Les harceleurs sont dans une telle toute-puissance, qu'ils n'imaginent pas un seul instant que la situation dans laquelle ils ont mis leur cible, moi-même, se retourne un jour contre eux. A l'instar de celui que j'appelle le pion à la voiture carrée, venu hier en début d'après-midi, comme à son habitude, me priver de sieste en tirant autant que son sadisme le lui permettait dans mon genou gauche, provoquant non pas de douleur, contrairement aux tirs d'ondes électromagnétiques de la nuit, mais des tremblements sous-cutanés irrépressibles.
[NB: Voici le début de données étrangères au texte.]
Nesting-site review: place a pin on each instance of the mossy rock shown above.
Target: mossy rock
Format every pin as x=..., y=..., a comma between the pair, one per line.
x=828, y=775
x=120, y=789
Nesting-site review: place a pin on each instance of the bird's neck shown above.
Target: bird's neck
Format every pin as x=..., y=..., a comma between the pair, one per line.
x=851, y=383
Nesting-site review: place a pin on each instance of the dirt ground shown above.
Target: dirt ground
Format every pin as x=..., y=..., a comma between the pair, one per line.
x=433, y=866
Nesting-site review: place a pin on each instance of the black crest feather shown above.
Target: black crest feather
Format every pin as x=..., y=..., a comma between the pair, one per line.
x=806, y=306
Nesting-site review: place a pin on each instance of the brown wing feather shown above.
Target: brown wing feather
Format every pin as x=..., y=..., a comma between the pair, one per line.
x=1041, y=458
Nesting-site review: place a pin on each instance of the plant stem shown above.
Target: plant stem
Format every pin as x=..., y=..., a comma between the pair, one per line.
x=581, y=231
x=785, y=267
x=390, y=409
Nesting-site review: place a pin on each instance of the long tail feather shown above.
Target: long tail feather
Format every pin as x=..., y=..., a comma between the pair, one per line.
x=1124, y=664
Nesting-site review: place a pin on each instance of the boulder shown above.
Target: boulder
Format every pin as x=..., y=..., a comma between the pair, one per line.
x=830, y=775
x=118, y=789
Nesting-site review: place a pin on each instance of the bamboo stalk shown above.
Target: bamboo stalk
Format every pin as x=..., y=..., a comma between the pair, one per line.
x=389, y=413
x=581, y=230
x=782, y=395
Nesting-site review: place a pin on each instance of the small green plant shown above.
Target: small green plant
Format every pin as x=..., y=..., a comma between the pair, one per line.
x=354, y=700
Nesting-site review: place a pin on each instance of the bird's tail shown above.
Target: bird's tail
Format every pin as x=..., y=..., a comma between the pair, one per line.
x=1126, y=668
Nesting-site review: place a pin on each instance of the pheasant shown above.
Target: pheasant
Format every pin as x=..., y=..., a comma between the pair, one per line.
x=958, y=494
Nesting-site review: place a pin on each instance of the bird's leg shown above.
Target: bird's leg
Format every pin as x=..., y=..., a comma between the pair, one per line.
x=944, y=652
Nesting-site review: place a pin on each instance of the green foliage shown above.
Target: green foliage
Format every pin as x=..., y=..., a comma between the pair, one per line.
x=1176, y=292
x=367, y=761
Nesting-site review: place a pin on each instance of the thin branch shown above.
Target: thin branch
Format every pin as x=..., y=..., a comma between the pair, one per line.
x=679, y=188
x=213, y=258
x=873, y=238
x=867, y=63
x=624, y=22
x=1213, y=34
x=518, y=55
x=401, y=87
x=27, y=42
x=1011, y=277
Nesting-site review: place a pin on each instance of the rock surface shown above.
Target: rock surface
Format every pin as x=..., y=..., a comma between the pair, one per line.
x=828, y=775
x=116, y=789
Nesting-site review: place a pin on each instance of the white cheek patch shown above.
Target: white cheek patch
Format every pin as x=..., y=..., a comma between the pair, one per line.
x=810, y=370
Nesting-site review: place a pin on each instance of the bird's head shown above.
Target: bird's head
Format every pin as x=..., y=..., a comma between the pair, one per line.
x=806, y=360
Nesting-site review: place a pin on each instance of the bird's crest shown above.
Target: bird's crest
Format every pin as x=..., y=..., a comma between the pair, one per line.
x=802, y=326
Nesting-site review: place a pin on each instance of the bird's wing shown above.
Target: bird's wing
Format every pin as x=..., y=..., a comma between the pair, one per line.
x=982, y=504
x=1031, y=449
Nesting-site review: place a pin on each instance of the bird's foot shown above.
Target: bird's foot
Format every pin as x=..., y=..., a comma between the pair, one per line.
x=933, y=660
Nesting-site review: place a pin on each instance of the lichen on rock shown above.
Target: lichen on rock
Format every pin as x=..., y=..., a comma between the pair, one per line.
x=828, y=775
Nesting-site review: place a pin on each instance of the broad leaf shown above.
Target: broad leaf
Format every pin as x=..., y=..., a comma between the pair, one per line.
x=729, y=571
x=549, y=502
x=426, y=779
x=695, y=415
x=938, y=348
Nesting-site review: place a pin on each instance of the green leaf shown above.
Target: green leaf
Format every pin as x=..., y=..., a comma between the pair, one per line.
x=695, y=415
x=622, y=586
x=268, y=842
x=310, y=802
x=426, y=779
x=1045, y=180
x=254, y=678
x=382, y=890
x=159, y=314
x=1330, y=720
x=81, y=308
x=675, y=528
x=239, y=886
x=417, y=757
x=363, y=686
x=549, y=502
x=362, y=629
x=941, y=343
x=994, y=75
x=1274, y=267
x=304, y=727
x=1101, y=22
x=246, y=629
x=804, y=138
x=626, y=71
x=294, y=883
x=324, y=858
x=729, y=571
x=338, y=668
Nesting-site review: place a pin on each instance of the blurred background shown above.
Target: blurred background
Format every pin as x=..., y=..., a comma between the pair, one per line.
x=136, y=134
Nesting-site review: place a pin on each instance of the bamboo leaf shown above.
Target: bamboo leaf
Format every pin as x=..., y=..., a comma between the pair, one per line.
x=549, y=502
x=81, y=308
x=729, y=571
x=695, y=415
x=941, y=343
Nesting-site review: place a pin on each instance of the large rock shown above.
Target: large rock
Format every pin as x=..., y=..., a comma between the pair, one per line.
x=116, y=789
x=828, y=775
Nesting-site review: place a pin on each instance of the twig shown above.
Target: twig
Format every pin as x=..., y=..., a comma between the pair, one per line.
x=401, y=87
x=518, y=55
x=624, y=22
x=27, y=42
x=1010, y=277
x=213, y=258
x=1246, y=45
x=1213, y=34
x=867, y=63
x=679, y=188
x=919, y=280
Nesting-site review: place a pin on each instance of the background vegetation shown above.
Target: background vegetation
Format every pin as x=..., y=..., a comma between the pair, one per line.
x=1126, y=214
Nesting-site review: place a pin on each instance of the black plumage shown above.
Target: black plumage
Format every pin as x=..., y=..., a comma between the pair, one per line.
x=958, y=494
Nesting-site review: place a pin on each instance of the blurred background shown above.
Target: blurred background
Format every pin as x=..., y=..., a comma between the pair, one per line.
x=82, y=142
Cette technique est utilisée depuis plusieurs mois maintenant, et manifestement se révèle être une friandise de choix pour celles et ceux qui s'ignorent.

En retournant travailler, je n'ai pu m'empêcher de me dire qu'il était heureux qu'en France, les armes à feu ne soient pas en vente libre, car c'est bien beau de nous dire qu'il ne faut pas se faire justice soi-même, mais quand la justice non seulement nous abandonne mais nous nie, que faire ?

Les harceleurs ne s'encombrent pas de ce genre de réflexions, invincibles qu'ils sont dans leur toute-puissance, incapables aussi de s'imaginer que pousser quelqu'un à bout pour le rendre fou peut provoquer des actes déséquilibrés. Aucune sorte de perspicacité ne parvient à leur cerveau totalement imbibé par leur sadisme, pas la plus petite parcelle d'acuité. Chacun nage dans son pus de persécuteur, gilet jaune sur le tableau de bord, le sentiment d'appartenance au plus grand nombre étant le fer de lance de leur feinte. De même qu'être "Je suis Charlie" les rassure, ils sont capables de se leurrer jusqu'à s'auto-persuader de leur utilité en ce monde.